Imagen: Sandra:_M_H (Pixabay)
Como viene siendo habitual en los últimos meses, hoy escribo con un supervisor tumbado junto al teclado. Ya lo conocéis: se llama Elipsis y es mi recordatorio de que los textos, como los gatos, no responden bien cuando se los fuerza.
Su talento principal es interrumpir en el momento justo. Cuando corrijo un párrafo de diez líneas y no le he dado a Enter ni una vez, se planta delante de la pantalla como una señal de tráfico y parece querer decirme: «Punto y aparte aquí». Entre sus virtudes, la paciencia; entre las mías, aprender a dejar margen para que las ideas encajen donde deben.

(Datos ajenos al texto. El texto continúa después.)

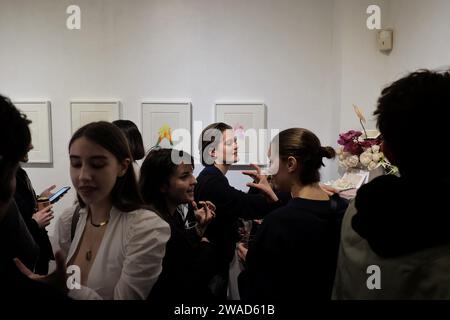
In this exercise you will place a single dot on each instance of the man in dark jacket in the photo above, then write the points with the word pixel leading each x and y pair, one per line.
pixel 36 221
pixel 218 151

El otro maestro no vive conmigo: su nombre es Señor y nos saludamos en el parque al que suelo bajar a hacer ejercicio. Es un perro educado, grande, con presencia y carisma; de esos que vienen cuando se los llama y se sientan cuando se les pide. Qué queréis que os diga: incluso los signos de puntuación deberían aprender de él. Si me encuentro comas que transmiten nerviosismo y atropello, recuerdo a Señor esperando su galleta y las transformo en lo que deberían ser: apoyos al orden sintáctico, no interrupciones erráticas.
Elipsis, por su parte, parece que tiene un radar para las florituras excesivas. Si hago la vista gorda ante una secuencia como «magnífico, soberbio, único», me tira el boli al suelo o le da un zarpazo al ratón (y, si me descuido, me arrea uno en la mano también). Él prefiere los adjetivos a su imagen y semejanza: perceptibles pero discretos.
Señor me recuerda otra lección en cada encuentro. Él se acerca cuando oye su nombre; si no, permanece impasible o atento a lo que le llame la atención en ese momento. Traduzco eso a oficio: siempre se escribe para alguien y es ante quien debe responder el texto, por lo que resulta fundamental definir el destinatario, el tono y el propósito.
La coherencia la vigilan entre los dos. Elipsis me transmite su disconformidad si empiezo cercano y acabo burocrático: se lava la pata con una dignidad que duele. Señor me recuerda que la claridad en los textos se parece a sus paseos diarios: le gusta saber por dónde va, que el ritmo acompañe y que, cuando se terminan, la sensación que quede sea de satisfacción y calma, no la de no entender qué ha pasado.
Al terminar, practico un ritual que también me recuerda a ellos en cierto modo: la relectura. Elipsis no les quita ojo a los pájaros a través de la ventana y Señor observa su entorno con curiosidad; yo hago lo propio con cada giro textual. Sin prisa, pero con atención plena.
Hoy, Día Mundial de los Animales, brindo por estos dos maestros de la vida. Elipsis me recuerda constantemente que un buen texto respira; Señor, que una buena coma es imprescindible para crea estructura, eso que a él tanto le gusta. Entre ambos han domesticado mis prisas y mis adornos.
Al fin y al cabo, la corrección es eso: observar, comprobar e intervenir cuando toca. Así pues, si alguna vez dudáis cuando os encontráis frente a un texto y no termináis de encontrar la respuesta, acordaos de Elipsis cuando se me acurruca en el regazo: a veces, la mejor corrección implica dejar que el texto repose y retomar la actividad más tarde (eso sí, con las uñas guardadas).